Par Jonathan Smyth, Royal Holloway, University of London

Cromwell was deeply disturbed by the propositions which the more extreme groups in the Parliamentary Army had put forward to Fairfax (then head of the Army Council), and particularly the Agreement of the People the Leveller tract which suggested universal male franchise. At the meeting of the General Council of the Army, in St. Mary’s Church, Putney (then a village outside London) on October 28th 1647, a great debate was called at which the two principal opponents were Colonel Thomas Rainsborough, for the Levellers, and General Henry Ireton, for the land-owning gentry who were running the rebellion and the Parliamentary Army. The most famous passage between them is that concerning the liberty of the citizen, the right to vote and to have a direct say in the governance of the country. The Levellers believed in total adult male suffrage – no-one thought much about female suffrage- and the Parliamentarian elite held out for a property-owing or wealth based franchise, which became the law and, in fact continued to be the basis of male adult franchise until the great Reform Acts of the 19th century.

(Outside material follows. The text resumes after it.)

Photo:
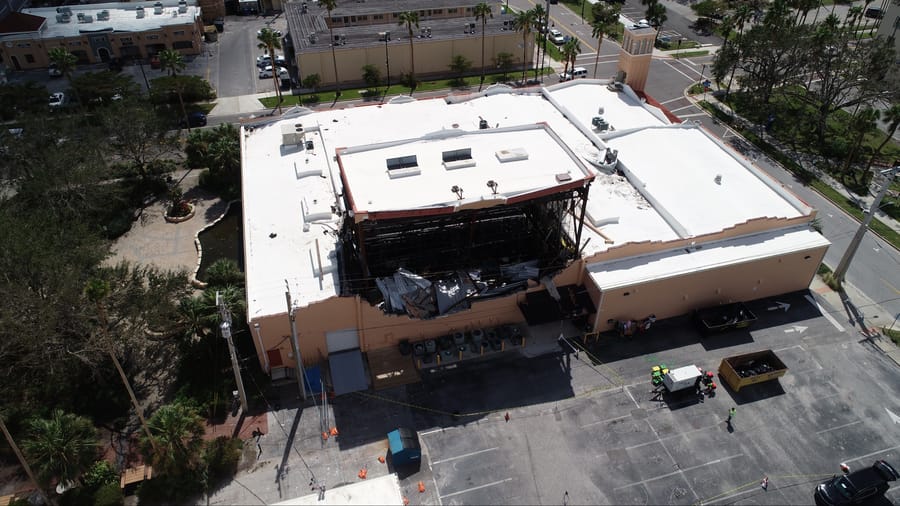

Rainsborough: …for really I think that the poorest he that is in England hath a life to live as the greatest he; and therefore, truly, sir, I think it clear that every man that is to live under a government ought first by his own consent to put himself under that government; and I do think that the poorest man in England is not at all bound in a strict sense to that government that he hath not had a voice to put himself under...

Ireton: …I think that no person hath a right to an interest or a share in the disposing of the affairs of the kingdom, and in determining or choosing those that shall determine what laws we shall be ruled by here – no person hath a right to this, that hath not a permanent fixed interest in this kingdom.